Mittwochabend, eine urig-alternative Kneipe unweit des Kottbusser Tors. Draußen ist es klirrend kalt, drinnen stickig und verraucht. Es ist brechend voll. Aber heute ist kein normaler Bar-Abend. Die Künstler*innen von Peng haben zum Start ihrer Kampagne geladen. »Supermärkte sind Teil eines großen Systems, das Menschen ausbeutet«, ruft die Peng-Sprecherin Gil Schneider dem bierseligen Publikum zu. Der Aufruf: Menschen, geht klauen! Aber nicht irgendwo und schon gar bei Tante-Emma Läden, sondern bei den Großen. Da, wo das richtige Geld gemacht wird.

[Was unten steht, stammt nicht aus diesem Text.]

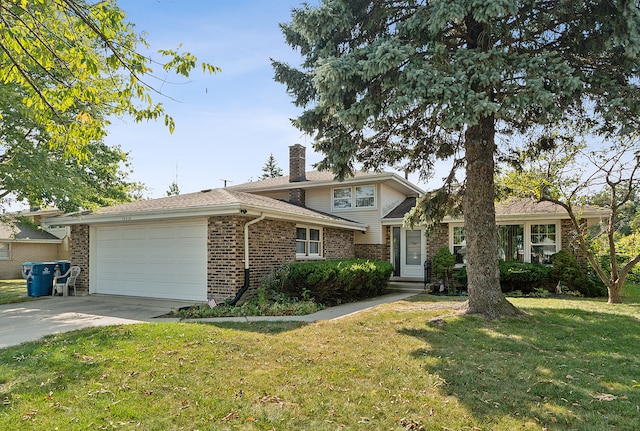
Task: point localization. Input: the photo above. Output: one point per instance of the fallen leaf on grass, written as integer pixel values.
(603, 397)
(411, 425)
(272, 399)
(232, 415)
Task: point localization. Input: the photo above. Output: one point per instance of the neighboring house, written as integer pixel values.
(24, 242)
(212, 243)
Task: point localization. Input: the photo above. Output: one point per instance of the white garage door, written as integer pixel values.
(158, 260)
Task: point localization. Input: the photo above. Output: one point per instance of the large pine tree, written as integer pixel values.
(407, 82)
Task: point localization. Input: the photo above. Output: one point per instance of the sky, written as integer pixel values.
(227, 124)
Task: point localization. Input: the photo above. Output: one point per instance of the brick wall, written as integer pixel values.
(568, 241)
(79, 255)
(338, 243)
(26, 252)
(373, 252)
(225, 269)
(438, 239)
(271, 244)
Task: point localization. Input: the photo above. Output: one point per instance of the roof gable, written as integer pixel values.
(210, 202)
(326, 179)
(16, 231)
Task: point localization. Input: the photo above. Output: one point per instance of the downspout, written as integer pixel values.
(247, 272)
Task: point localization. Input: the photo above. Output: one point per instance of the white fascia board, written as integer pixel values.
(304, 219)
(201, 212)
(523, 217)
(361, 179)
(33, 241)
(136, 216)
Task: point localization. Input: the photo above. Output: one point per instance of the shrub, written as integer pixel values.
(332, 282)
(568, 272)
(523, 276)
(443, 263)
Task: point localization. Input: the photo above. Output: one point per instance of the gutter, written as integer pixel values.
(247, 271)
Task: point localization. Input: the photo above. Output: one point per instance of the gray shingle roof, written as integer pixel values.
(210, 200)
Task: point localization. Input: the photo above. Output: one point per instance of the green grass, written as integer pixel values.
(12, 291)
(569, 364)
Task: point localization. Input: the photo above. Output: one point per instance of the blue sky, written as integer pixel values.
(227, 124)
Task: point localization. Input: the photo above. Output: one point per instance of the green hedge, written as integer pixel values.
(527, 277)
(332, 282)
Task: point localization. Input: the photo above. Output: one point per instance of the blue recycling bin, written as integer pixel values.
(39, 276)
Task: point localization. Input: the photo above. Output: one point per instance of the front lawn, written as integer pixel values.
(569, 364)
(13, 291)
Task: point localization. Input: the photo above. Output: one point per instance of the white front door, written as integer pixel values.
(413, 249)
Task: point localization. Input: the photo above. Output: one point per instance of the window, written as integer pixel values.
(365, 197)
(342, 198)
(5, 251)
(459, 244)
(543, 242)
(354, 197)
(308, 242)
(511, 242)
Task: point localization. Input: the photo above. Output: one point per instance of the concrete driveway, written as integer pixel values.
(28, 321)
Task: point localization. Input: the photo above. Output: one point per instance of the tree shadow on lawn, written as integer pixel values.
(262, 327)
(564, 368)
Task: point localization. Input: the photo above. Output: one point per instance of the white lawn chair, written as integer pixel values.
(63, 286)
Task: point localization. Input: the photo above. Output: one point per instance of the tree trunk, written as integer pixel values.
(485, 294)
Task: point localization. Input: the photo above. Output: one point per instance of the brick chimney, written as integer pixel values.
(297, 165)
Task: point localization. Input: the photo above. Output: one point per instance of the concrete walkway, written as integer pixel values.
(28, 321)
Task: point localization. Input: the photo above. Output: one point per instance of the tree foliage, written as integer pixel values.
(271, 169)
(66, 68)
(173, 190)
(570, 175)
(405, 83)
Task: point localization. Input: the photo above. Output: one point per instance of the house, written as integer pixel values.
(218, 242)
(21, 240)
(528, 231)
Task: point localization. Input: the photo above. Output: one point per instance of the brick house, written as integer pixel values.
(215, 243)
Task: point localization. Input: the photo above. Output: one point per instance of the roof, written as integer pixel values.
(15, 231)
(326, 178)
(512, 209)
(517, 207)
(529, 209)
(210, 202)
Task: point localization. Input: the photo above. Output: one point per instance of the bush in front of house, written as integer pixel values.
(526, 278)
(523, 276)
(332, 282)
(567, 271)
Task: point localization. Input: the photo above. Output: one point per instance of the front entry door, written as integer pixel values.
(412, 253)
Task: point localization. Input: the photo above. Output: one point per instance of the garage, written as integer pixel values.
(150, 259)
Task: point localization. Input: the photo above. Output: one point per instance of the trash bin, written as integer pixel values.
(39, 276)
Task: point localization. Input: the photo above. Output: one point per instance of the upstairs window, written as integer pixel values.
(5, 251)
(459, 244)
(345, 198)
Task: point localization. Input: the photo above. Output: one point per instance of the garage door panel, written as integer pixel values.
(161, 260)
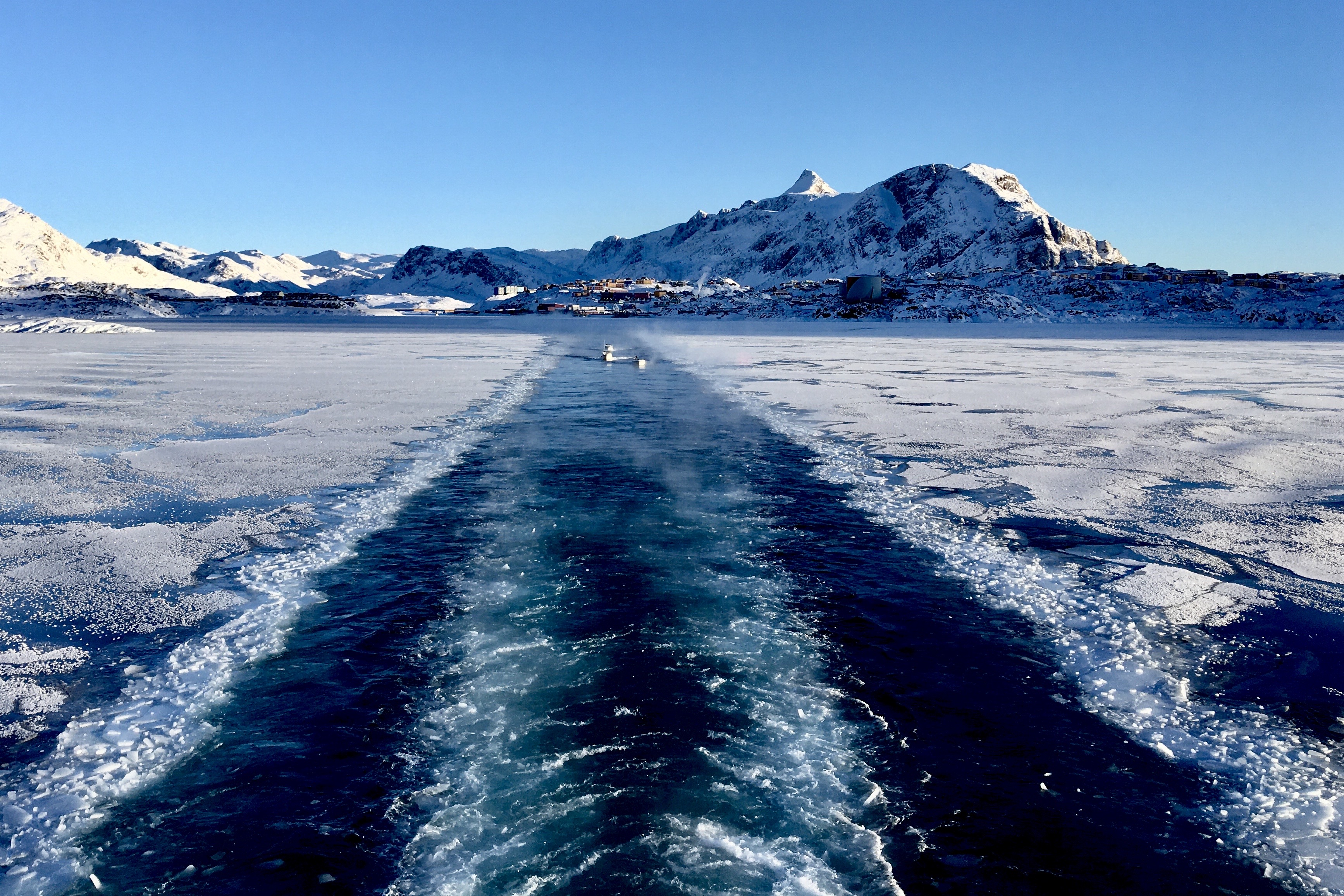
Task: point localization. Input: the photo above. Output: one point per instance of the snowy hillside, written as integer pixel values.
(353, 261)
(932, 218)
(473, 273)
(256, 272)
(33, 252)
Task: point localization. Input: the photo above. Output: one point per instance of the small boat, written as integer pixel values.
(609, 355)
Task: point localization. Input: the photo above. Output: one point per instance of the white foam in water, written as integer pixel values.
(1280, 786)
(114, 752)
(494, 802)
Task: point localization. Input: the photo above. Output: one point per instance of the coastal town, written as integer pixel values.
(1128, 292)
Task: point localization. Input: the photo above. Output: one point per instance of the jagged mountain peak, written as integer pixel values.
(810, 184)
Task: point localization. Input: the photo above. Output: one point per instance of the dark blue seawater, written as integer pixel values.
(633, 645)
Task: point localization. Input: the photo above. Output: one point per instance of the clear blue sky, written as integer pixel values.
(1187, 134)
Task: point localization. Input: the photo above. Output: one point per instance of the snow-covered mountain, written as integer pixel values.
(253, 270)
(353, 261)
(932, 218)
(33, 252)
(473, 273)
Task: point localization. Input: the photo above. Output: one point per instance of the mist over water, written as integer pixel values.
(632, 644)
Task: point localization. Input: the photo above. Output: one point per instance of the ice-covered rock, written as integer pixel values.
(69, 325)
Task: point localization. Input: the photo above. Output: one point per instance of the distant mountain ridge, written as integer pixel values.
(255, 270)
(931, 218)
(925, 219)
(33, 252)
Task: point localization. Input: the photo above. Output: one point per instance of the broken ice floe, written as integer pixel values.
(1280, 785)
(71, 325)
(163, 715)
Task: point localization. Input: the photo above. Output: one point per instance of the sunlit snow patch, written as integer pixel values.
(71, 325)
(111, 753)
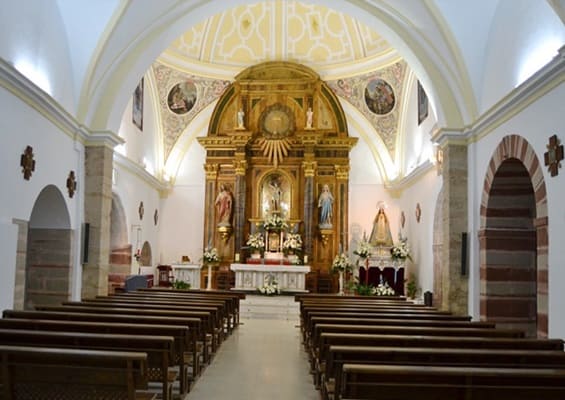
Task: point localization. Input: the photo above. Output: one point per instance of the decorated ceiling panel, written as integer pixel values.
(277, 30)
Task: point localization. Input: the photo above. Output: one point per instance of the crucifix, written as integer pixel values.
(553, 155)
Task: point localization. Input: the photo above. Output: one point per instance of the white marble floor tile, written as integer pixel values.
(262, 360)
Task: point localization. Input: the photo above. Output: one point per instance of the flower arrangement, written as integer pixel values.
(256, 241)
(275, 222)
(363, 249)
(400, 252)
(384, 290)
(270, 286)
(341, 263)
(210, 255)
(293, 241)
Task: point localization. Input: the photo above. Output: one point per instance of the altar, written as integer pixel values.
(291, 278)
(189, 273)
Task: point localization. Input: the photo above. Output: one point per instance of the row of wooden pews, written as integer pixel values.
(113, 346)
(390, 348)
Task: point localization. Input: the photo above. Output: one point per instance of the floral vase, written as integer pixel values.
(340, 292)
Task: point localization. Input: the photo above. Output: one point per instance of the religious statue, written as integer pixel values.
(309, 117)
(224, 205)
(276, 194)
(325, 204)
(380, 235)
(240, 115)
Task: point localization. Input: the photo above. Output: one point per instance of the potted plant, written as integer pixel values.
(256, 244)
(341, 265)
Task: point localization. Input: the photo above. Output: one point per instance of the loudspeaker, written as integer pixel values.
(464, 253)
(85, 241)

Peng will mit ihrer neuen Aktion auf globale Ungleichheiten aufmerksam machen und zeigen: Für unsere niedrigen Preise zahlen andere einen hohen Preis. »Die Supermärkte klauen jeden Tag auf legale Weise«, erklärt Schneider bei Bier und selbst gedrehten Zigaretten in einem Hinterzimmer der Kneipe. Die heimischen Supermärkte seien direkt und indirekt an Menschenrechtsverletzungen im Ausland beteiligt. Auf der Homepage des Kollektivs heißt es: »Die vier großen Discounter Lidl, Edeka, Aldi und Rewe bestehlen täglich ihre Produzent*innen, denn sie verhindern Gewerkschaften, zahlen Hungerlöhne und befördern die Verletzungen von Menschenrechten«. Ein Beispiel: Auf den Kakao-Farmen in Ghana, Kamerun und Elfenbeinküste arbeiten zwei Millionen Kinder. Sie schuften für unsere Schokolade.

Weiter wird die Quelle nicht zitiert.